I spent so much time thinking about my future. A future where I could pull mice from my pockets in front of the school and flawlessly send them into a circus-act. A future where I was never more than a hand’s scoop away from a companion. It was a future that I’d never get to see, not in earnest. Death, something that had previously been such a foreign idea, had come unwound. The end to a future, or the complete lack thereof; something we learn is called death. I put a towel over the tank that night. I dreamt that I removed it and saw both mice running happily in their wheel, and I woke up still believing it. I pulled off the towel and was greeted by a perfectly clean, virtually untouched tank. It’d been set up just the way the mice liked it. There were no mice inside it, of course. How could there be? Why did I let myself believe that they’d be restored? Did I really think that I was immune to tragedy, just because I didn’t want to feel so bad anymore?
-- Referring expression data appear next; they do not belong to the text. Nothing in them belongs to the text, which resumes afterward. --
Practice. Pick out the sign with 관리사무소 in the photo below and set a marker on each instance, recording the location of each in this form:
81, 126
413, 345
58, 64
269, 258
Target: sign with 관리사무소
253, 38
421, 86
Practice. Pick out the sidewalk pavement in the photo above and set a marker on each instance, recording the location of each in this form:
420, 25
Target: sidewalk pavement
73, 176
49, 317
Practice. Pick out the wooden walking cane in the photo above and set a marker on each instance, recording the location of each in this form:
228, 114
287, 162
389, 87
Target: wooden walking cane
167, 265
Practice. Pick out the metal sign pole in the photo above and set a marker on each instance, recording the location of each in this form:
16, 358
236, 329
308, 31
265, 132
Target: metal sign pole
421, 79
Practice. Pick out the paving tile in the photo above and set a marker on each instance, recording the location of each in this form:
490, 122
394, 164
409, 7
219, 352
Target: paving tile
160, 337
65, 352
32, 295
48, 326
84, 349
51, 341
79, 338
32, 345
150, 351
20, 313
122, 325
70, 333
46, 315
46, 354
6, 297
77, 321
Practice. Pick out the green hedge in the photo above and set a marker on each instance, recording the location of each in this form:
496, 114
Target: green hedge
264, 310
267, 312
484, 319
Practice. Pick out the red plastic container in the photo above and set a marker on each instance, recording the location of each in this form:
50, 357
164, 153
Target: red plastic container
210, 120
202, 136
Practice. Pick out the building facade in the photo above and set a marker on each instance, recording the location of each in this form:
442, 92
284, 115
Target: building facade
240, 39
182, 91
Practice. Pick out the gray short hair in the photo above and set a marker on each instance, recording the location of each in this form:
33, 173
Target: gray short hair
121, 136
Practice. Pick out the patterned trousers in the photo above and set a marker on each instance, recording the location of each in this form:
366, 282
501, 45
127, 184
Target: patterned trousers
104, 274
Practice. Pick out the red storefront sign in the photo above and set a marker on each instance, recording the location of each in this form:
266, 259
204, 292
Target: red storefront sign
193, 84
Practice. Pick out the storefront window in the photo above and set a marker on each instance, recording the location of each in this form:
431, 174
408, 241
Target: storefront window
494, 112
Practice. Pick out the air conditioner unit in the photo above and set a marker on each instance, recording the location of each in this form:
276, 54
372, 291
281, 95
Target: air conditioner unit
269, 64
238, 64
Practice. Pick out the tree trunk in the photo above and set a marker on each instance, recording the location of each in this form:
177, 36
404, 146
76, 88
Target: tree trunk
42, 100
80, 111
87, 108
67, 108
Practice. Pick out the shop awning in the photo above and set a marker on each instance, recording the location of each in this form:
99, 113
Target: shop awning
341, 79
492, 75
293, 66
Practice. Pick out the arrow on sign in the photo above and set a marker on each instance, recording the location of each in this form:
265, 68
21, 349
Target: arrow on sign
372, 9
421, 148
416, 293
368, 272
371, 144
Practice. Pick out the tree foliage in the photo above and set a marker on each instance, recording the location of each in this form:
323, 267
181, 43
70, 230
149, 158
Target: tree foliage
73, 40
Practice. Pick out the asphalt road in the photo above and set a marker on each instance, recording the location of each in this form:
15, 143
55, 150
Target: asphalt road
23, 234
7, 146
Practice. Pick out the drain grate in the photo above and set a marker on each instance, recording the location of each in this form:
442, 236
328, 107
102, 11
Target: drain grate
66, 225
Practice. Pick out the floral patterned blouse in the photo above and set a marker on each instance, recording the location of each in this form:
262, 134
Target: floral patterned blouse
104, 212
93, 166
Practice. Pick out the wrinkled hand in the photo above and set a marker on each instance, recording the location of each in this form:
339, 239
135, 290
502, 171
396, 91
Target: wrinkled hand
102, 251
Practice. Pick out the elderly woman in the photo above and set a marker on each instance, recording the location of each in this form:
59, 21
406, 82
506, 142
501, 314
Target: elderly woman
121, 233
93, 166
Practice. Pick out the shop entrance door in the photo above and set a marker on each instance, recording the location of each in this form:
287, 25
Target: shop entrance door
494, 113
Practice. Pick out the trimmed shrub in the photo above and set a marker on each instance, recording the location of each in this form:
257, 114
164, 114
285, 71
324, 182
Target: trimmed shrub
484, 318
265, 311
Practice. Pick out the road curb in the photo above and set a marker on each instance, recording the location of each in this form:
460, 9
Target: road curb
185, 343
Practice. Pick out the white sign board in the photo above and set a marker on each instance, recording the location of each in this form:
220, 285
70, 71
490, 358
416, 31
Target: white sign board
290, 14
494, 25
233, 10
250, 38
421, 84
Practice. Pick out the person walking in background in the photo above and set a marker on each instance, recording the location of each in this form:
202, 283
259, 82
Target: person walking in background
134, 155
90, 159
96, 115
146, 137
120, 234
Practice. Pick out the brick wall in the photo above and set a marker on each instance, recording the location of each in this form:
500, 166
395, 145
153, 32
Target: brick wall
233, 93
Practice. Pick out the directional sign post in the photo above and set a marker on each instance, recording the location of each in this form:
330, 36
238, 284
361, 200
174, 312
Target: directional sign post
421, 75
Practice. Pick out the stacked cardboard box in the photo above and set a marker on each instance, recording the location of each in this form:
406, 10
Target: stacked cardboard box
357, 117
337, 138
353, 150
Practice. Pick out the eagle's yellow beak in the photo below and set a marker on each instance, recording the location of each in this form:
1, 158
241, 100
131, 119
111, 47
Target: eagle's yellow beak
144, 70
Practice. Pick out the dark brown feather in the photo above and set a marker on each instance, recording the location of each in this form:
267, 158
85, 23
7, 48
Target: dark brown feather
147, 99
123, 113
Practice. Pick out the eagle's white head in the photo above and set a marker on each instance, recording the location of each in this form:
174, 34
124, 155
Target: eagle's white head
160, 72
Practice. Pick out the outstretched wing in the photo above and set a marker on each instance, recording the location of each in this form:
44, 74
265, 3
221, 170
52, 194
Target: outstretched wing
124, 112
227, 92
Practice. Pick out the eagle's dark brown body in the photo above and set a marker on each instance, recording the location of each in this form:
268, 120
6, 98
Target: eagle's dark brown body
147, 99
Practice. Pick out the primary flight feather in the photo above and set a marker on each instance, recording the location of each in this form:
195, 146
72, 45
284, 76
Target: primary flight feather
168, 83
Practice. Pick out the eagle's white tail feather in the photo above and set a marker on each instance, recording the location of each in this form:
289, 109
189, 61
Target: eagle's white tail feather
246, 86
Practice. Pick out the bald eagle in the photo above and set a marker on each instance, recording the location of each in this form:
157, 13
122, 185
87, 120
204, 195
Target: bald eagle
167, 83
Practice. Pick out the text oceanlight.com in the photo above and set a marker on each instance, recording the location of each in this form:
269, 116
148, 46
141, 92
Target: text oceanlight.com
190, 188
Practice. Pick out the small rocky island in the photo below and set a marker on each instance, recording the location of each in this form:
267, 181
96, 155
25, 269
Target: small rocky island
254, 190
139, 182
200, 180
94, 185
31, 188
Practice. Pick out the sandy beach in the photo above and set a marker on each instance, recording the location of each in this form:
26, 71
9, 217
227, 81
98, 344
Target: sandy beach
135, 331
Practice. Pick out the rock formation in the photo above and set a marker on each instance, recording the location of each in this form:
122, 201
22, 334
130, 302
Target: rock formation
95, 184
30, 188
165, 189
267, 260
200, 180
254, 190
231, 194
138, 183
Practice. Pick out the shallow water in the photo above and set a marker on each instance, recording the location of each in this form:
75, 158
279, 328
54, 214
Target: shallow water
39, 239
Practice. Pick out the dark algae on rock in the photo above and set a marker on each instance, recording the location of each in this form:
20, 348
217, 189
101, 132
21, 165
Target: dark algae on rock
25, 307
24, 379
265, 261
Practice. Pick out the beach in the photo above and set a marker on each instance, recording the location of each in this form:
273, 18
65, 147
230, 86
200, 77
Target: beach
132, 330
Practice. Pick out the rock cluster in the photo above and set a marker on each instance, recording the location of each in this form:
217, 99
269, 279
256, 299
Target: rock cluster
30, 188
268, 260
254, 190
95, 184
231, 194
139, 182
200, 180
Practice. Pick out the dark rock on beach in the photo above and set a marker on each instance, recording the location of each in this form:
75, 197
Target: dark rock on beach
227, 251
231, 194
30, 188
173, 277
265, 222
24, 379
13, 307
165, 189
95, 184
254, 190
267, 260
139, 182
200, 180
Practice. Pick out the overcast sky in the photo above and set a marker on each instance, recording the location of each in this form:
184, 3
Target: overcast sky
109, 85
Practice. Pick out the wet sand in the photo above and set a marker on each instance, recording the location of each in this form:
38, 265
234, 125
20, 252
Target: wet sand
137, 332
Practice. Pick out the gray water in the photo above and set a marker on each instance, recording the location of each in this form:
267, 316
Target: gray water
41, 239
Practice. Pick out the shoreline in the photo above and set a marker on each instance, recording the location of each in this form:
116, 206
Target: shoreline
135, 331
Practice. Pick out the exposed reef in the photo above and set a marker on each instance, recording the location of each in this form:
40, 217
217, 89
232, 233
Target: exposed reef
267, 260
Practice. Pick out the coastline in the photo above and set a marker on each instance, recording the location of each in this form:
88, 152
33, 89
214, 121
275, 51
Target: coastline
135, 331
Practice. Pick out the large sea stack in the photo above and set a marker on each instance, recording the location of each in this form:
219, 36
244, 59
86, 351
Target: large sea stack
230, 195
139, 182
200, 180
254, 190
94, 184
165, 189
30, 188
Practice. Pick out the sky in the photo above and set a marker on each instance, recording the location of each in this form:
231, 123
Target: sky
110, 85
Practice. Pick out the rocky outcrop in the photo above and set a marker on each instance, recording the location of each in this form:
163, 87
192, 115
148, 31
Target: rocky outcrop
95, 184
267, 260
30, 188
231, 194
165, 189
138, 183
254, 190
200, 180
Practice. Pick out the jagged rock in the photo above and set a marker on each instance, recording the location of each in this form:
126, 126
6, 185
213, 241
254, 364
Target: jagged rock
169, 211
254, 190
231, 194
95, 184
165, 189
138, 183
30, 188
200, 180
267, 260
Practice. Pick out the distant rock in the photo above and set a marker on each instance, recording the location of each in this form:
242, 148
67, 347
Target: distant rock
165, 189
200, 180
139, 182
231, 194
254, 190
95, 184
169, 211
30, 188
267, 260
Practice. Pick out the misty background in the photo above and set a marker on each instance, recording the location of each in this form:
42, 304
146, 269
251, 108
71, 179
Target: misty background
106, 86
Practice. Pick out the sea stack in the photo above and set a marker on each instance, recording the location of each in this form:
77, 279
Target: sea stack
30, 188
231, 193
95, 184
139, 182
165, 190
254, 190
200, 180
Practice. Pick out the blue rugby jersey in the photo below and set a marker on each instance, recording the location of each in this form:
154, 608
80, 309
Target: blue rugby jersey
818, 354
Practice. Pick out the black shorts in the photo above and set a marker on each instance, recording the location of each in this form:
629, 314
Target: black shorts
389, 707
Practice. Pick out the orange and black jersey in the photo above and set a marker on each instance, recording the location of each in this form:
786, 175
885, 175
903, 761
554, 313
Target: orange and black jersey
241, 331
I threw the towel back over the tank and picked up a book off my bunk-bed’s ladder. Monday, I’d have to go back to my real life. And then it’d be tuesday, and wednesday, and so on until it’d been a whole horrible week since the 28th. Eventually I put a tiny hamster in the tank, and eventually I stopped feeling a flash of overwhelming anger, regret, something strong and soul crushing, each time something reminded me of them. But I never got over them; I thought I did, but I really, truly didn’t. I remember when the thought first occurred to me, that I might never forget about them, that I might never wake up without wishing they were beside my bed. I was sitting in my challenge class, designing a house on grid paper. I made a layout for it very carefully, three ballroom-sized bedrooms and one massive kitchen, private bathrooms, everything I wanted out of a house in my strangest dreams. I put a spot for the mice right next to my bed. In my fantasies, they would always be there. By the bed, or in a pocket, or preforming tricks to wow even the most skeptical of my classmates. I owed them that much.